2000 film by Joe Chappelle

Track Down (also known as Takedown outside the United States) is a 2000 American crime thriller film based on the non-fiction book Takedown: The Pursuit and Capture of Kevin Mitnick, America's Most Wanted Computer Outlaw—By the Man Who Did It by Tsutomu Shimomura and John Markoff, about the manhunt for computer hacker Kevin Mitnick. It is directed by Joe Chappelle, with a screenplay by Howard A. Rodman, John Danza, and David & Leslie Newman. The film stars Skeet Ulrich as Mitnick and Russell Wong as Shimomura, with Angela Featherstone, Donal Logue, Christopher McDonald, Master P, and Tom Berenger.

Upon release, the film and its source material came under controversy due to inaccuracies and falsehoods alleged by Mitnick against Shimomura and the screenwriters. The film's producers faced a lawsuit from author Jonathan Littman, who alleged that portions of the film's screenplay were taken from his book The Fugitive Game: Online with Kevin Mitnick. As such, the film was not released in the United States until September 24, 2004, where it was released direct-to-video by Dimension Films.

==Summary==
For years Kevin Mitnick had eluded federal agents while using the latest electronic gadgetry to break into countless computers and gain access to sensitive and valuable information. But when he breaches the system of leading computer crimes expert Tsutomu Shimomura, it sets off an epic chase through cyberspace between a pair of hard-driven geniuses operating on different sides of the law.

== Cast ==

- Skeet Ulrich as Kevin Mitnick
- Russell Wong as Tsutomu Shimomura
- Angela Featherstone as Julia
- Donal Logue as Alex Lowe
- Christopher McDonald as Mitch Gibson
- Master P as Brad
- Tom Berenger as McCoy Rollins
- Jeremy Sisto as Lance "Icebreaker" Petersen
- Amanda Peet as Karen
- Ethan Suplee as Dan Bradley
- Dorit Sauer as Shelley
- Scott Cooper as Jake Cronin
- Ned Bellamy as Tom Fiori
- Sara Melson as Rachel
- J. C. Quinn as Sgt. Tom Janks
- Cara Buono as Christina Painter
- Mitch Pileggi as Bruce Koball

The real Tsutomu Shimomura makes a cameo appearance as a hacker.

== Release ==
The film was released to theaters in France as Cybertraque in 2000, then on DVD in Europe as Takedown later, such as in Germany in May 2003. It was released on DVD in the U.S. as Track Down in late 2004.

==Reception==
===Critics===
On DVD Talk, Francis Rizzo III wrote that "there's plenty of tension and excitement, but it doesn't seem to add up to anything. Sneakers is a better bet for anyone looking for a computer movie." On Variety, Joe Leydon wrote that this "fact-based drama about notorious computer hacker Kevin Mitnick looks and sounds like an extended episode of a stylish teleseries."
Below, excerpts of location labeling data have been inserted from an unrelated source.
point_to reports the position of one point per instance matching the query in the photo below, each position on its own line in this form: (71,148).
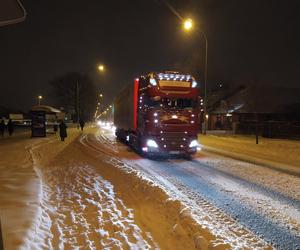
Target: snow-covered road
(243,204)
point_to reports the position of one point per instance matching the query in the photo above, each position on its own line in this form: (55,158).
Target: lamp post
(188,25)
(101,68)
(39,99)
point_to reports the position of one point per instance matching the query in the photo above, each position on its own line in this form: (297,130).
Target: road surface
(244,204)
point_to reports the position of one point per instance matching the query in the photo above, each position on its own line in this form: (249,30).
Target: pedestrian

===Factual inaccuracies===
In Kevin Mitnick's The Art of Deception, Mitnick states that both book and movie are "extremely inaccurate" and based on media hype. In the film, Mitnick and Shimomura meet twice; one of these meetings prompts Kevin to flee to Seattle. This meeting did not actually take place.

The film depicts Mitnick hacking into Shimomura's computers and stealing/deleting his files and software. Though Mitnick admits hacking Shimomura's computers using IP spoofing, he claims he never caused any damage to anyone by deleting files or data, merely copying source code of some software, out of curiosity. The film also shows Mitnick hacking NORAD, the NSA and other famous government institutes, which never in fact happened.
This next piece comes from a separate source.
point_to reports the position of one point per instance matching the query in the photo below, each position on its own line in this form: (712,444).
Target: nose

The 2001 documentary Freedom Downtime tries to get behind some of the false rumors about Kevin Mitnick that ended up being presented as facts in the film.

===Lawsuit regarding alleged copyright violation===
In 1997, California author Jonathan Littman wrote The Fugitive Game: Online with Kevin Mitnick, in which he presented Mitnick's side of the story. Littman alleged that portions of the film were taken from his book without permission.

As a result, Littman sued The Walt Disney Company and Miramax.